Do More Possessions Mean More Points in AFL? (A Pandas Walkthrough)

Your first reaction when hearing this question will probably be "of course, duh" (or "What is AFL?". It's Australian Rules Football). You have to think that the team coming away with the ball the most would score the most points in general. With this project I wanted to see if the data supported what seems to be kind of obvious.

The data...

A big part of the reason I decided to take on this project was the amazing dataset that Richard Little ( his twitter ) shared on his github . This data set includes all the play-by-play data (minus six games) from the first 19 rounds of the 2021 AFL season. 683,043 lines of happiness. This is what we're looking at...

Cool huh?

Anyway, here's how this post is going to be structured. I'm going to walk through how I went from that pile of data, to the point that I can make earth-shattering statements about the relationship between number of possessions and points in Australian Football. If you're interested on how I used pandas to move from data to insight, keep on reading. If you are only interested in the punchline, you can skip to the discussion at the end...

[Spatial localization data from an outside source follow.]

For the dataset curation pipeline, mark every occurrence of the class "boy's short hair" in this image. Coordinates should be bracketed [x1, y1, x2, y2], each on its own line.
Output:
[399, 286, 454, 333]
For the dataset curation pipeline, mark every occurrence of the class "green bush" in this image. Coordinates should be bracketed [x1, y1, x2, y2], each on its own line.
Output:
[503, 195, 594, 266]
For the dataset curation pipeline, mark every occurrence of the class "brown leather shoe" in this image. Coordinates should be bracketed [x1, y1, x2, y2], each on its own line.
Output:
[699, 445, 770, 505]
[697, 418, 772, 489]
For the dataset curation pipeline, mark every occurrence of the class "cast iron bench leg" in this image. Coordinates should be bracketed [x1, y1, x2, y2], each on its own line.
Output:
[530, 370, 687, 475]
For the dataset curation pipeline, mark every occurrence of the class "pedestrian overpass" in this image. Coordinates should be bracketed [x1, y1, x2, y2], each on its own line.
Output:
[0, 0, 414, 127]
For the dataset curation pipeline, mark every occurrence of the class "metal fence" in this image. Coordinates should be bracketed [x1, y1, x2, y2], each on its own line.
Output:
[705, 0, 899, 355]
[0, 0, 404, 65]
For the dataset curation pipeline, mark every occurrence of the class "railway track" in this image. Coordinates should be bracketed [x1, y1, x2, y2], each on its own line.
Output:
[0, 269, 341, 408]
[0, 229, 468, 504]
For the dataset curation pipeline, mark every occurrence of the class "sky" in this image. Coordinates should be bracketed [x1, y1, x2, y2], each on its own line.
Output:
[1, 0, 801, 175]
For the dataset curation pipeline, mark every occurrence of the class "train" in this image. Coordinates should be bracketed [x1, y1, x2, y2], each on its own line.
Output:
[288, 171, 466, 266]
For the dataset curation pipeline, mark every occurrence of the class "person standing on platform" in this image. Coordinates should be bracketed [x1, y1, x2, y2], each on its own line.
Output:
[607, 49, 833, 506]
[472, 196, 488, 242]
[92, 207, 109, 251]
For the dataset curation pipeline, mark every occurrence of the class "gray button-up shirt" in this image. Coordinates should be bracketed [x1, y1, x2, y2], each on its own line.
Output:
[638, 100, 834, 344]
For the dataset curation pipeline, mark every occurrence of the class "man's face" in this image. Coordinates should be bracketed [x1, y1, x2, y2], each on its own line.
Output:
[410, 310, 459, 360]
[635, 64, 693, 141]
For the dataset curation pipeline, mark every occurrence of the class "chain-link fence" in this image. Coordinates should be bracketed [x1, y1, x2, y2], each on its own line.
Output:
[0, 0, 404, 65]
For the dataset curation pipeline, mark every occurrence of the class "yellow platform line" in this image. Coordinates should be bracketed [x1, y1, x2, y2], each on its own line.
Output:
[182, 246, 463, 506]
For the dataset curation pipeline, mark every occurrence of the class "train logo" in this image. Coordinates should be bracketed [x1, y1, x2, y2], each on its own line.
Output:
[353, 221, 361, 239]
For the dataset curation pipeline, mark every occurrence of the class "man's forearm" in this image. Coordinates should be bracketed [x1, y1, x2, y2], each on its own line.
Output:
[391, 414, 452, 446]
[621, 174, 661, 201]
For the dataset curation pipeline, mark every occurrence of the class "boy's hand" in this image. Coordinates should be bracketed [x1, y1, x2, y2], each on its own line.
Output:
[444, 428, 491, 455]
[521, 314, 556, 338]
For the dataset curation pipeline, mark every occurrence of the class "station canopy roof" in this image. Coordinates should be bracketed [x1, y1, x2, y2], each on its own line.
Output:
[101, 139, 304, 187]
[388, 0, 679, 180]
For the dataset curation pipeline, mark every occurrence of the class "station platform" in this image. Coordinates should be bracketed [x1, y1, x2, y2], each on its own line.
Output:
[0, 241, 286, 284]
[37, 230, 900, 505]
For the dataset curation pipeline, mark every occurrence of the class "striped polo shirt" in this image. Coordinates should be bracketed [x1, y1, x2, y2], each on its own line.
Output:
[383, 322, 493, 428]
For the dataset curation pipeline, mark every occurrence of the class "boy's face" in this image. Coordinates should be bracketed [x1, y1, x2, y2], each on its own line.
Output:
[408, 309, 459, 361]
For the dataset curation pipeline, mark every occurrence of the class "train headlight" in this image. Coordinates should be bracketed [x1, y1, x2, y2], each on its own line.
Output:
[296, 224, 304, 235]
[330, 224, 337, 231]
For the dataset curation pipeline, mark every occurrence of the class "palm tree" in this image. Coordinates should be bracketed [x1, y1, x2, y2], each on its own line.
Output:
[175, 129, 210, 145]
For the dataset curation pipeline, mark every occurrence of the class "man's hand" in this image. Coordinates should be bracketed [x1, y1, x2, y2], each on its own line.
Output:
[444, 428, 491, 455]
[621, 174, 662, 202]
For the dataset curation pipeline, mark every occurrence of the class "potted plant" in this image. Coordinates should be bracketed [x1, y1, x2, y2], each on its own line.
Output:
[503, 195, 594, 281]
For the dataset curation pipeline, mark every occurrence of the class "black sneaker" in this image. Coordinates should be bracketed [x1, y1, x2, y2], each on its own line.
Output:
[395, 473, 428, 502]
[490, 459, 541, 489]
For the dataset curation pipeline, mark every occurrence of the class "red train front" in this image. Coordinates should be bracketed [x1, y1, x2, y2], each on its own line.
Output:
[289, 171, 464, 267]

Ok. To start at the top. We're going to use pandas. Gotta import it.

import pandas as pd

And we'll use pandas to import the data set.

AFL_PbP = pd.read_csv('AFL Play by play thre r19.csv')

Great. After that I took a look at the top of the data set to get an idea what we were dealing with.

AFL_PbP.head(30)

This gives us the view of the data I showed above.(1)

Next I wanted to take a look at the kinds of stats the dataset recorded. To do that, I made the stat column into a list, and then made that list into a set so I could look at the unique values.

set(AFL_PbP['Stat'].to_list())

{'Behind',
 'Centre Clearance',
 'Clanger',
 'Contested Mark',
 'Contested Possession',
 'Disposal',
 'Effective Disposal',
 'Effective Kick',
 'F 50 Mark',
 'F 50 Tackle',
 'Free Against',
 'Free For',
 'Goal',
 'Goal Assist',
 'Ground Ball Get',
 'Handball',
 'Hitout',
 'Hitout To Advantage',
 'Intercept Mark',
 'Kick',
 'Kick In',
 'Mark',
 'Mark On Lead',
 'One Percenter',
 'Poss Gain',
 'Rebound 50',
 'Running Bounce',
 'Score Launch',
 'Shot At Goal',
 'Spoil',
 'Stoppage Clearance',
 'Tackle',
 'Turnover',
 'Uncontested Possession'}

In the end I want to know how many possessions each team had in each game. Based on the 'stat' and the 'team_status', I needed to figure out where possessions started and ended.

Richard Little, who originally shared the data set, helped me with this guidance: "So possession chains start with poss gain, clearance or kick in. They finish with goal, behind, turnover or stoppage. Stoppage isn't tagged though so you can look for hitout (sometimes doesn't happen) or clearance (and then look back for the time gap)."

This became my starting point, though needed to be tweaked some as it became code. First, I wanted to get rid of information I was not going to use for this task. So I created a new dataframe with just this data.

poss_per = AFL_PbP[['Match_id', 'Home', 'Away', 'Team_status', 'Quarter', 'Stat']].copy()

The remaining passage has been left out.